Docker Demo
一个使用 Docker 容器的 Demo
我们来使用一个真实世界的案例,来看看 Hudi 是如何闭环运转的。 为了这个目的,在你的计算机中的本地 Docker 集群中组建了一个自包含的数据基础设施。
以下步骤已经在一台 Mac 笔记本电脑上测试过了。
前提条件
- Docker 安装 : 对于 Mac ,请依照 [https://docs.docker.com/v17.12/docker-for-mac/install/] 当中定义的步骤。 为了运行 Spark-SQL 查询,请确保至少分配给 Docker 6 GB 和 4 个 CPU 。(参见 Docker -> Preferences -> Advanced)。否则,Spark-SQL 查询可能被因为内存问题而被杀停。
- kafkacat : 一个用于发布/消费 Kafka Topic 的命令行工具集。使用
brew install kafkacat
来安装 kafkacat 。 - /etc/hosts : Demo 通过主机名引用了多个运行在容器中的服务。将下列设置添加到 /etc/hosts :
127.0.0.1 adhoc-1
127.0.0.1 adhoc-2
127.0.0.1 namenode
127.0.0.1 datanode1
127.0.0.1 hiveserver
127.0.0.1 hivemetastore
127.0.0.1 kafkabroker
127.0.0.1 sparkmaster
127.0.0.1 zookeeper
此外,这未在其它一些环境中进行测试,例如 Windows 上的 Docker 。
设置 Docker 集群
构建 Hudi
构建 Hudi 的第一步:
cd <HUDI_WORKSPACE>
mvn package -DskipTests
组建 Demo 集群
下一步是运行 Docker 安装脚本并设置配置项以便组建集群。 这需要从 Docker 镜像库拉取 Docker 镜像,并设置 Docker 集群。
cd docker
./setup_demo.sh
....
....
....
Stopping spark-worker-1 ... done
Stopping hiveserver ... done
Stopping hivemetastore ... done
Stopping historyserver ... done
.......
......
Creating network "hudi_demo" with the default driver
Creating hive-metastore-postgresql ... done
Creating namenode ... done
Creating zookeeper ... done
Creating kafkabroker ... done
Creating hivemetastore ... done
Creating historyserver ... done
Creating hiveserver ... done
Creating datanode1 ... done
Creating presto-coordinator-1 ... done
Creating sparkmaster ... done
Creating presto-worker-1 ... done
Creating adhoc-1 ... done
Creating adhoc-2 ... done
Creating spark-worker-1 ... done
Copying spark default config and setting up configs
Copying spark default config and setting up configs
Copying spark default config and setting up configs
$ docker ps
至此, Docker 集群将会启动并运行。 Demo 集群提供了下列服务:
- HDFS 服务( NameNode, DataNode )
- Spark Master 和 Worker
- Hive 服务( Metastore, HiveServer2 以及 PostgresDB )

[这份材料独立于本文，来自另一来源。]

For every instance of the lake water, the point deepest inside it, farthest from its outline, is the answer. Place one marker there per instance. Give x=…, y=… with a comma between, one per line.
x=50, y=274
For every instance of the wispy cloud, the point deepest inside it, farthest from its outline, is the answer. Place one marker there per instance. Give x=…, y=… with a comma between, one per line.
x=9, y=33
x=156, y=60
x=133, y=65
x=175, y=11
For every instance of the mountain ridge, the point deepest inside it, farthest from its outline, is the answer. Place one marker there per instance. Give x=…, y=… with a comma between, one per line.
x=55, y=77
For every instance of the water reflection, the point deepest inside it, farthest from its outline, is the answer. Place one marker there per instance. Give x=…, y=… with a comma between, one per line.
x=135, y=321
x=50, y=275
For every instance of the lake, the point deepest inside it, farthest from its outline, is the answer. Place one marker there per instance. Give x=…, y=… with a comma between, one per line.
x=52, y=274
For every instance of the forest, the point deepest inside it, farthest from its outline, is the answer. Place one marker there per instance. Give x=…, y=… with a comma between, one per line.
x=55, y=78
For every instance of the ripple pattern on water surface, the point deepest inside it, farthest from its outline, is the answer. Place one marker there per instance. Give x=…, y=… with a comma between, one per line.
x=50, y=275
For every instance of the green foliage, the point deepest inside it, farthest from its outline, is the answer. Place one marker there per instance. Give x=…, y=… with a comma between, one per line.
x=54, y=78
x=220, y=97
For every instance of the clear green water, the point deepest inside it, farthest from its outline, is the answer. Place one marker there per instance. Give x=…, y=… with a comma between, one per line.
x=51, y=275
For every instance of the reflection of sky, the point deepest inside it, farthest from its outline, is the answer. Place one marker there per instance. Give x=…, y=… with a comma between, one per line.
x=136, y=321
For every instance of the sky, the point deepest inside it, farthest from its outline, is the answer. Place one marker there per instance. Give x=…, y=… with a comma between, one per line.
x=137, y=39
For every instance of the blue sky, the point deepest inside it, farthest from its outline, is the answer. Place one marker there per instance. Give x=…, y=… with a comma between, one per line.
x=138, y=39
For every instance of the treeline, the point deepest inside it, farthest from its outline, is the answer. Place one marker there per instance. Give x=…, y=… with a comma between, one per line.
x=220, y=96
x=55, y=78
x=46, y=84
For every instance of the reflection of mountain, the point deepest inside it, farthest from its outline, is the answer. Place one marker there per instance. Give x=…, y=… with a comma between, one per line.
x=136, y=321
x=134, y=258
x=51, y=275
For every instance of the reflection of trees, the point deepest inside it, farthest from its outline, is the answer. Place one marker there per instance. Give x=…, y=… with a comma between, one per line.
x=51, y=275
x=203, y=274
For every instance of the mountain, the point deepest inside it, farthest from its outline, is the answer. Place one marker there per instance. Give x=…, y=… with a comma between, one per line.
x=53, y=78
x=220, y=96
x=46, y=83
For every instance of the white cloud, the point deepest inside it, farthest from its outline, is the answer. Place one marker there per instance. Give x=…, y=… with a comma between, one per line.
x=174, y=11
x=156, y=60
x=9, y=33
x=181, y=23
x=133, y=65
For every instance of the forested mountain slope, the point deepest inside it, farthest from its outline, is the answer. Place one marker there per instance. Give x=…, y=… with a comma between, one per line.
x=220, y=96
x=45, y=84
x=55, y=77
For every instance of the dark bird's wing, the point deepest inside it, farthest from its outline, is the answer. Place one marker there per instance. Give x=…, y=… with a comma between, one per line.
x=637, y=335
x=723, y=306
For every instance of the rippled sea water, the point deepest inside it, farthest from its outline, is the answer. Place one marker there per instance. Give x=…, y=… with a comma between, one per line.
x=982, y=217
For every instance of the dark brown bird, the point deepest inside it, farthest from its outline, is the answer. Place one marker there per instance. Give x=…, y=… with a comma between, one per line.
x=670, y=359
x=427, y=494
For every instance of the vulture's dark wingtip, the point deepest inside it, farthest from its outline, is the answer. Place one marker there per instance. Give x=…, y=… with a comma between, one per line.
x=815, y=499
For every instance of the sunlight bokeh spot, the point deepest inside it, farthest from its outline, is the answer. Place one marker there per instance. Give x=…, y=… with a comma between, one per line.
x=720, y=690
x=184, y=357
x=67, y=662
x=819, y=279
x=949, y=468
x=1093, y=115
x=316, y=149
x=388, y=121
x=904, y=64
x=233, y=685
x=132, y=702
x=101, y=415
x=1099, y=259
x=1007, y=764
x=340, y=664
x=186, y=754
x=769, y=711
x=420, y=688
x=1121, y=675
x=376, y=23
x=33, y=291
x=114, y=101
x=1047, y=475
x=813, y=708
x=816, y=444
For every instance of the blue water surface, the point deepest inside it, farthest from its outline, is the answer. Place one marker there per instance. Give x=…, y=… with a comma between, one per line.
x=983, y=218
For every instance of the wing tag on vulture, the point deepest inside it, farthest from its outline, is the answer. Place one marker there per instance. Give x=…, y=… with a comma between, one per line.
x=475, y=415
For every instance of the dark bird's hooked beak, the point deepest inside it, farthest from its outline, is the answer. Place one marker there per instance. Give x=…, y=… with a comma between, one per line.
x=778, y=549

- Kafka Broker 和一个 Zookeeper Node ( Kafka 将被用来当做 Demo 的上游数据源 )
- 用来运行 Hudi/Hive CLI 命令的 Adhoc 容器
Demo
Stock Tracker 数据将用来展示不同的 Hudi 视图以及压缩带来的影响。
看一下 docker/demo/data
目录。那里有 2 批股票数据——都是 1 分钟粒度的。
第 1 批数据包含一些股票代码在交易窗口(9:30 a.m 至 10:30 a.m)的第一个小时里的行情数据数据。第 2 批包含接下来 30 分钟(10:30 - 11 a.m)的交易数据。 Hudi 将被用来将两个批次的数据采集到一个数据集中,这个数据集将会包含最新的小时级股票行情数据。
两个批次被有意地按窗口切分,这样在第 2 批数据中包含了一些针对第 1 批数据条目的更新数据。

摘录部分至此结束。